1:25:53 Are you? Is any of you bored with all this? Or are you so concerned that you are watching your hair curling?
1:26:19 To keep sex in its right place, is the art of living.
1:26:30 We said art means to put everything in its right place.
1:26:39 If you put everything in its right place, there is no escape. Even to put escape in its right place.
1:26:55 Of course, I am escaping from the noise of London.
1:27:04 Not escape. I won't use that word escape. It is obvious. Because, personally, I put everything in its right place, there is no problem.
1:27:30 So, then to give sex its right place, with all the emotion, tenderness, care, affection, if all that is involved in sex, then it has a right place.
1:27:48 But if it is an escape, it becomes colossally important.
1:27:56 Do you see this, at the end of an hour and a half?
1:28:04 Nationalism is an escape, obviously. God is the tremendous escape for mankind.
1:28:26 So, can we find out reasonably, logically, sanely and healthily, to put everything in its right place?
1:28:41 And you can do that only if you are able to observe without any distortion.

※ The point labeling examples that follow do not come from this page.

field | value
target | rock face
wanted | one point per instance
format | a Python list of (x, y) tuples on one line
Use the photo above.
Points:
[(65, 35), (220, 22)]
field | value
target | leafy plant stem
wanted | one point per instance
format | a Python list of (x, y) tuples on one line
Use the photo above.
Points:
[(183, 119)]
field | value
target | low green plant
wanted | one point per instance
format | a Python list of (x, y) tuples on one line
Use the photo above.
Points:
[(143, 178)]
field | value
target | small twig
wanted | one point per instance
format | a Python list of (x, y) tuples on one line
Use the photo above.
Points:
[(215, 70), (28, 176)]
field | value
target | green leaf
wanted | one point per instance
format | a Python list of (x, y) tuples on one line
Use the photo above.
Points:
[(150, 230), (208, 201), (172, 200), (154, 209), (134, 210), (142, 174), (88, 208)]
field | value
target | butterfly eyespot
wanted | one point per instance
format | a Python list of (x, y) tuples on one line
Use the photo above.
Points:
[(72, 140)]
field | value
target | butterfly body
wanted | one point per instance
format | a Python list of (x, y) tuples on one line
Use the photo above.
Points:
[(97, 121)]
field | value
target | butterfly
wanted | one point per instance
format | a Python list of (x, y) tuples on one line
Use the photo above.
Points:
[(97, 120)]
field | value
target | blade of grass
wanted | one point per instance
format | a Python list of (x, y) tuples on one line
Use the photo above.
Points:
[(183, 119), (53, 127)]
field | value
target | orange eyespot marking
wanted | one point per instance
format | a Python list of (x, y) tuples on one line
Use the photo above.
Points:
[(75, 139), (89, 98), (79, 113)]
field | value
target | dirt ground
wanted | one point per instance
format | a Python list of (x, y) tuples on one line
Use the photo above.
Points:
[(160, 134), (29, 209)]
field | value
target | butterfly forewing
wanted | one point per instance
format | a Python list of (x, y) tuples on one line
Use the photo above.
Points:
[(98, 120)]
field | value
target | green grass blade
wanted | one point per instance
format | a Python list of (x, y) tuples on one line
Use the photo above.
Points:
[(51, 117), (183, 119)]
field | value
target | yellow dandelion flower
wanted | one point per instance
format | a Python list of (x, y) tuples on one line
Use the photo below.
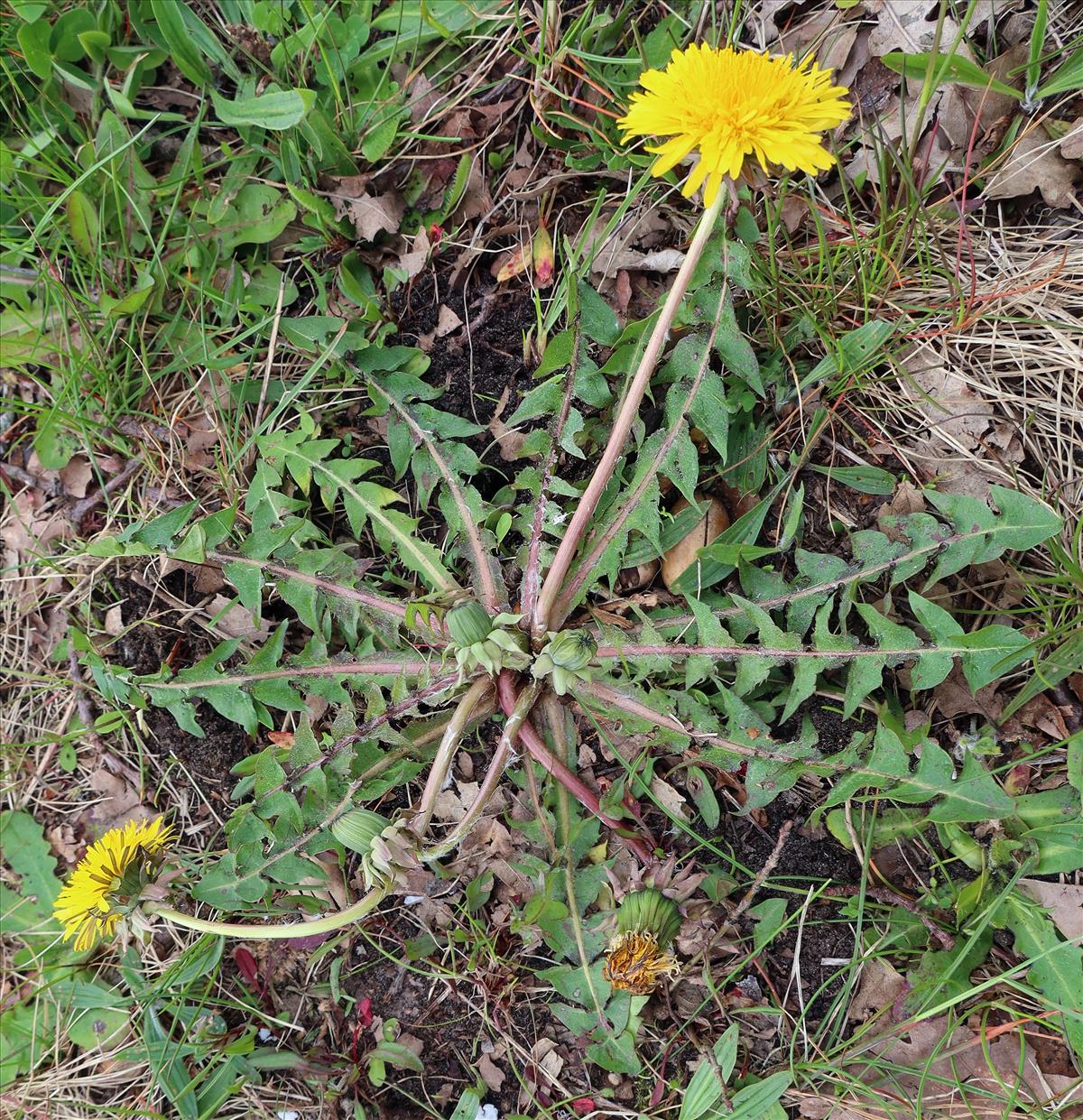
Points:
[(108, 876), (727, 106)]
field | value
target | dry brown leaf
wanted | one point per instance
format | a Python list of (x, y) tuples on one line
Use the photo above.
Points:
[(119, 803), (910, 26), (881, 986), (491, 1073), (907, 498), (1064, 902), (77, 477), (1034, 163), (683, 553), (234, 621), (370, 214), (416, 260)]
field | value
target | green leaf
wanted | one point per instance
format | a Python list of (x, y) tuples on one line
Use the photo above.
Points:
[(864, 479), (599, 320), (27, 1034), (751, 1102), (33, 42), (96, 1014), (705, 1091), (735, 349), (970, 795), (275, 111), (28, 854), (1056, 966), (945, 69), (134, 301)]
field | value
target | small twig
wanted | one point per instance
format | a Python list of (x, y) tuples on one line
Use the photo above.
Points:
[(83, 507), (83, 702), (891, 898), (762, 875)]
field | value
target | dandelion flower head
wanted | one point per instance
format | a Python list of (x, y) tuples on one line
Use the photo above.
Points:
[(107, 876), (727, 106), (635, 962)]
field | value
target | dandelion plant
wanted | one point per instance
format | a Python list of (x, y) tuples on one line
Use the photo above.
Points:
[(484, 633)]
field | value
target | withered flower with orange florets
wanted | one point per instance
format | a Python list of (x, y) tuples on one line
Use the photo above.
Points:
[(636, 958)]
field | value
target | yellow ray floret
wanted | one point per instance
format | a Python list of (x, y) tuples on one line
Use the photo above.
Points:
[(726, 106), (635, 962), (85, 902)]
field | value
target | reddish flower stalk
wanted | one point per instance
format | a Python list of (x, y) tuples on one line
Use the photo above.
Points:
[(535, 747)]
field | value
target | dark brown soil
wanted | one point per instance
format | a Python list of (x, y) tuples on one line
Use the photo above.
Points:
[(479, 362), (445, 1016), (808, 859), (162, 637)]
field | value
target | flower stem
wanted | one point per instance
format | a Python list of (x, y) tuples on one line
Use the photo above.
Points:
[(449, 744), (535, 747), (624, 420), (287, 930), (493, 775)]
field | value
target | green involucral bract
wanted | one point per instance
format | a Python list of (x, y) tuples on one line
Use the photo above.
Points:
[(484, 642), (566, 659), (387, 850), (650, 911)]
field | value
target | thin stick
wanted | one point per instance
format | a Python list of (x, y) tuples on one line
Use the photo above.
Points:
[(622, 426), (762, 875)]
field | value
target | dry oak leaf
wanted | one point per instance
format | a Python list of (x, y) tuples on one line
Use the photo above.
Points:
[(370, 214), (682, 556), (1034, 163)]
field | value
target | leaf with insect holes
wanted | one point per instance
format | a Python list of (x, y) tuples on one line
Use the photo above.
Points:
[(1055, 966), (970, 794), (275, 110)]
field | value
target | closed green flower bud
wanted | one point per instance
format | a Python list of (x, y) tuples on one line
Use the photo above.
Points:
[(357, 828), (501, 644), (572, 650), (468, 623), (566, 659)]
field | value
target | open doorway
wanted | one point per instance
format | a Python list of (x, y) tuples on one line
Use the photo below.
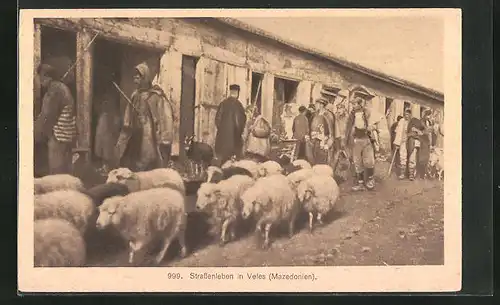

1:28:48 To observe your sex, your demand for pleasure, everything, to look at it without any bias, without any prejudice, without any direction, like a good scientist that observes.
1:29:11 So, we are going to observe ourselves, which, because we are so confused, because we are so uncertain, because we are in great conflict or misery, whatever it is we are – and from that we are escaping through that one channel – in order not to give it tremendous importance, I must understand the whole nature of my confusion.
1:29:44 That is clear, isn't it, now? We had better stop, it is one o'clock. So shall we, next time we meet, go into that?
1:30:03 Bene? We had better stop, don't you think? Are you all hungry? All right.